Em relação às novas gerações: como criar conteúdo a respeito, baseado na sua experiência? Qual tem sido o retorno?

As pessoas estão muito mais abertas a receber esse tipo de conteúdo, elas sentem que precisam, procuram. De uns anos pra cá, essa noção de saúde mental como loucura tem se rompido muito bem, muito positivamente. Mas, minha percepção nas redes sociais, é que as pessoas gostam de entender qual é o padrão delas, não tanto sobre o tema em geral, mas sim, buscar uma identificação com seus próprios problemas. Elas querem uma solução para romper com o que um dia foi geracional, com o que ela herdou de sua família ou de sua criança interior, melhorar seus relacionamentos, sempre no âmbito do individual. Recebo muito feedback positivo por apresentar a vida real, sem filtro, sendo o que eu sou. As pessoas são carentes de receber essa identificação. Ela chega onde a psicologia paga não pode chegar.

Acredita que campanhas como Janeiro Branco e Setembro Amarelo sejam efetivas?

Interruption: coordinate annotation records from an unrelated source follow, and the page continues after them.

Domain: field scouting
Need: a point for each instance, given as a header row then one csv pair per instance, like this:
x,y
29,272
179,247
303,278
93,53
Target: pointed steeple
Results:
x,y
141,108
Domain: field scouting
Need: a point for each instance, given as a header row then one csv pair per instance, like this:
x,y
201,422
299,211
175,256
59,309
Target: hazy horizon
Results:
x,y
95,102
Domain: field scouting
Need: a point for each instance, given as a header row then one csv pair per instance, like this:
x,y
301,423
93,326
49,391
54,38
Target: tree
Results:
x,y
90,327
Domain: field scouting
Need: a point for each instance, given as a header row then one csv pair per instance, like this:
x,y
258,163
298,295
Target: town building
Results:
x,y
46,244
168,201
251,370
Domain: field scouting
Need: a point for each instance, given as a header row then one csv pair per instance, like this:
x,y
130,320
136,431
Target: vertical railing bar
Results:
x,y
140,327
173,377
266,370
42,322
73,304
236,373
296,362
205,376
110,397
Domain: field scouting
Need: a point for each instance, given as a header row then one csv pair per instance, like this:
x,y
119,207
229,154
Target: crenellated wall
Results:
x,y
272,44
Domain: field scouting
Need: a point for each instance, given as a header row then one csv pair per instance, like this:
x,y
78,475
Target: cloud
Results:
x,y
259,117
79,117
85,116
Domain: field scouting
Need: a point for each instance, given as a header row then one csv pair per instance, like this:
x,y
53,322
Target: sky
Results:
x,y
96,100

Tenho medo de fazer algum julgamento, novamente. O Janeiro Branco é um movimento brasileiro, foi criado recentemente (2014) e, desse tempo pra cá, acredito que conseguimos levar isso pro campo mais social, percebo uma grande efetividade. Muitas empresas, inclusive, fazem ações nesse mês, justamente para romper com essa bolha. E o motivo de ser feito em janeiro é porque estamos naquela frustração de não ter cumprido metas anteriores, estamos em momento de fazer novas metas, então ele é muito efetivo quando feito neste início do ano.

Em relação ao Setembro Amarelo, acho que todo movimento é válido e precisa ser feito com responsabilidade, informações adequadas e de forma que possa ser introduzido nas estruturas sociais, não só naquele mês específico. A causa dele é importantíssima, mas já vemos alguns dados não muito positivos, porque o fato de se falar em suicidio de uma forma tão abrangente, pode gerar gatilho em algumas pessoas.

Como buscar o equilíbrio nas pequenas coisas do cotidiano?

Eu vejo que o principal equilíbrio a ser estabelecido é balancear os momentos da vida online e a vida offline, principalmente estabelecendo um limite físico dentro de casa, para conseguir lidar com essa pressão de ser 100% produtivo, porque produtividade é também parar e não fazer nada. Na vida offline, buscar mais qualidade em suas relações com a família e amigos, ter uma alimentação saudável, praticar atividade física, boas noites de sono, buscar ajuda de profissionais - tudo isso que já sabemos. Já na vida online, a palavra é: atenção. O Instagram é a plataforma mais relevante hoje, mas é preciso estar atento às suas atividades por lá. Busque perfis de influência positiva, busque se informar sobre as consequências dos procedimentos estéticos - por conta do fenômeno da disformia que os filtros podem causar -, não busque ser aquela blogueira que é cheia de procedimento estético e ainda manipula fotos, porque isso mexe diretamente com a autoimagem de qualquer pessoa. Pratique o “unfollow terapêutico”: pare de seguir páginas que ferem a autoestima e autoimagem.